The most frequent and cringe-inducing images on this site often come about via some process like this:

1. Pledge gets his big brother at midpoint of pledgeship.

2. Big brother and little brother stage a sorority sister-esque photo shoot, usually while wearing matching attire after the big/little celebrations.

3. Big brother decides, “Hey, I think my misfit gang of Instagram followers would think these photos are SICK, even those who follow my account out of sheer pity.”

4. Big brother posts collection of treacherously questionable photos paired with either a douchebag tryhard caption reading “Welcome to the dopest fam on the row little bro, can’t wait to crush it with you” or the horrifically cliche and never funny “Gonna be a LIT time with my new LITtle brother #Frat #Little.”

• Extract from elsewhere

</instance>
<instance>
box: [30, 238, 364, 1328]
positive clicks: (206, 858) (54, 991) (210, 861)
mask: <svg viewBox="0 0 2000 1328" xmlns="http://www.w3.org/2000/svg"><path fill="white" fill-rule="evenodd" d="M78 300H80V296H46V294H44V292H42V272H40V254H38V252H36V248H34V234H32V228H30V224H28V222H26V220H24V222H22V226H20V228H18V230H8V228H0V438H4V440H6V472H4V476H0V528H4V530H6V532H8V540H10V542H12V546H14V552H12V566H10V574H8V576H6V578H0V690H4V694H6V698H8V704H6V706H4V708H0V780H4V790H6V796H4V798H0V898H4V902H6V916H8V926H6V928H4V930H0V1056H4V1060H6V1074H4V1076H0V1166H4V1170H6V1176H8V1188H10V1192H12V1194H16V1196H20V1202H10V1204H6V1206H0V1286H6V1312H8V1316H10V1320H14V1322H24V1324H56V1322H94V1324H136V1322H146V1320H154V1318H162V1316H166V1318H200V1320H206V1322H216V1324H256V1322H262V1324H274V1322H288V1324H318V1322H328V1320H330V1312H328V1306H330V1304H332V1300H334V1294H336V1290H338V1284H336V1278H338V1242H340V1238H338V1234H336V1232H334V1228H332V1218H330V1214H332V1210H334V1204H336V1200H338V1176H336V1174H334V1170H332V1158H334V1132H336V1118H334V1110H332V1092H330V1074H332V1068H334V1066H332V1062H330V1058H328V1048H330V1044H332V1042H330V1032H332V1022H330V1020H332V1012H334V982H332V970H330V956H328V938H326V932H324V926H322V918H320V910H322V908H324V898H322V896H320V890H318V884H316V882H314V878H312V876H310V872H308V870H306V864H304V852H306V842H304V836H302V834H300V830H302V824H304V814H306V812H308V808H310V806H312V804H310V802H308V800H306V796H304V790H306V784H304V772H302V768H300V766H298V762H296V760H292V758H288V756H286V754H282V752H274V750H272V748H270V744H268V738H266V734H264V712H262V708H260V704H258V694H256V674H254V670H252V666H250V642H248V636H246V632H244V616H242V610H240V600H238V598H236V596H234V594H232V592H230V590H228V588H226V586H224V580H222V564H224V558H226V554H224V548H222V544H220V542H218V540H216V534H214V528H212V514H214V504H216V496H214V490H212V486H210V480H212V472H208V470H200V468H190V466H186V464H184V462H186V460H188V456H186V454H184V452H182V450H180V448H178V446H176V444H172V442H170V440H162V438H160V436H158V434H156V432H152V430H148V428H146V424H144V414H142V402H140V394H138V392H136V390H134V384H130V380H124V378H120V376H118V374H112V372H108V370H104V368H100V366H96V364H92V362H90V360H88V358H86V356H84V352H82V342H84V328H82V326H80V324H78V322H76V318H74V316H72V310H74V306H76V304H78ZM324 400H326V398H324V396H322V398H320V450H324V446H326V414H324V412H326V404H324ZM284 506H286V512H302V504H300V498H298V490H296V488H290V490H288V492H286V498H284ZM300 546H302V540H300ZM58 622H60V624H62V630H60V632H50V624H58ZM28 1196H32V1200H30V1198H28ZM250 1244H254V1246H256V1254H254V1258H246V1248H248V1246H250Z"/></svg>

Do not let me be mistaken: the big brother system is amazing and makes for great memories and hilarious stories in each chapter. My big brother and I have remained close ever since I pledged and he has been a part of many of my favorite fraternity experiences, yet this does not mean we felt the need to take what could be mistaken as engagement photos to document the beginning of it. If anyone ever sees me post an uncomfortably endearing photo of myself with my little brother, please be aware that means I was killed off and replaced Paul McCartney style (look it up; it’s true).

Having a cool little brother is fun for you, but the truth is nobody else gives a shit. At his best, your little brother should be a pledge whom you actually somewhat enjoy spending time with and one whom you want to mentor during pledgeship then further bond with after initiation. At his worst, he is a shitty pledge who nobody wanted to take as a little brother and he will probably end up dropped anyways, so fuck him. Either way, he is still just a subhuman pledge who does not need to be used as a prop for your weird photos. So stop that.